Everyone knows I had a checklist of qualities I was looking for in my husband. It was long and detailed and eventually I transferred it to a spreadsheet and gave the items numerical values.
Of course, that’s a tad immature – some have even been appalled at the concept – but it served to remind me what was important so that I wouldn’t get swept up by lust. Too many times you have strong physical attraction or the perfect romantic setting and you forget about the stuff that really matters. The scorecard determined which traits were non-negotiable and which were nice to have but not a necessity.
“Jewish” was the most important, with a value of 100 points, but that was the only one worth that much; basically it was a given, so if any man wasn’t Jewish he would never earn enough points to be worthy. Sure, I dated non-Jews and reduced or even removed the “Jewish” qualification because I wanted to “make it work,” but in hindsight I’m not surprised that it never did. It is simply the most important value to me, and my beshert would have to share my values.
The traits that followed in importance were worth 10 points and decreased down to five points. Anything that wasn’t worth five points didn’t need to be on my list – those would be added bonuses. I made the list at age 16 and as my age changed so did the numbers.
Some moved up, some down and some were eliminated altogether. The Tamar at 18, 21, 25 still wanted most of the original traits but as I got older I realized which ones were realistic, which were optimistic and which were fatalistic. When I turned 30 and was engaged to be married, I went back and consulted the spreadsheet to see where my husband-to-be fit. I’d never thought to run him through the system while we were dating because at that point not only was my list ingrained in my head, but something felt different about him, so I wasn’t shocked that when I calculated his score I saw that he had earned an “A.”
Recently I was asked to help a friend find his beshert. As we spoke, it became apparent that he’s a romantic and that this is a very important, if not the most important, trait he wants in a wife.
When he finds his beshert he wants them both to know – at the same time – that they are beshert. Instantly. I told him about how I met my husband and how I felt that timing was a huge part of it. His response was that he doesn’t believe in timing and doesn’t want a girl who does either. This guy wants to see a burning bush when he meets his beshert and he wants her to see it too. He knows he’s meshuggane about it all – he told me so himself – so he wants a woman to be crazy in love alongside him. I was rolling my eyes, but who am I to judge?
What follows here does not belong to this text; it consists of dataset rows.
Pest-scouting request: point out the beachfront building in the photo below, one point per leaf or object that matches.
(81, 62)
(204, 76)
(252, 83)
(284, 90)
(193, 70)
He went on to say that he was flexible about nearly everything else in life: career, personality, location, even religion, but not her sense of romance. I appreciate his knowledge of what his self-set standards are, but it just doesn’t seem realistic. I’m afraid that if they don’t have anything more substantial in common than being in love, the union won’t last.
I’m afraid that being in love is a drug to him and once the high wears off from one woman he’ll get bored and want someone else. I confessed my concerns to him but he was adamant about his desires. He said that, like me, he’s known what he’s wanted since he was 16 and it hasn’t changed. I may not agree with it, but I’ve gotta try to give him what he wants (although I may sneak in some variety as well).
You should know what you want and how important certain items are, but you need to have more than the one non-negotiable. Jewish is a given, so what else is make-or-break? I had about 10 items that were worth 10 points each, but if a guy had at least the majority of those items then I would consider him; he didn’t have to have to be a perfect 10.
Such things don’t exist except in airbrushed magazines. Just know which few items you’re not willing to budge on. I never thought I would date a smoker and I ended up marrying one – but he had (and still has) enough of the other important things that I could ignore an item here or there that I didn’t want. Plus, since we got married, he’s quit smoking.
The point is, what are you willing to compromise on, or completely overlook, in a mate? Surely the things that are physical or material and the things can be altered. Just be honest with yourself and with your mate. I believe people can change, but you can’t marry someone hoping they will become the person you want them to be.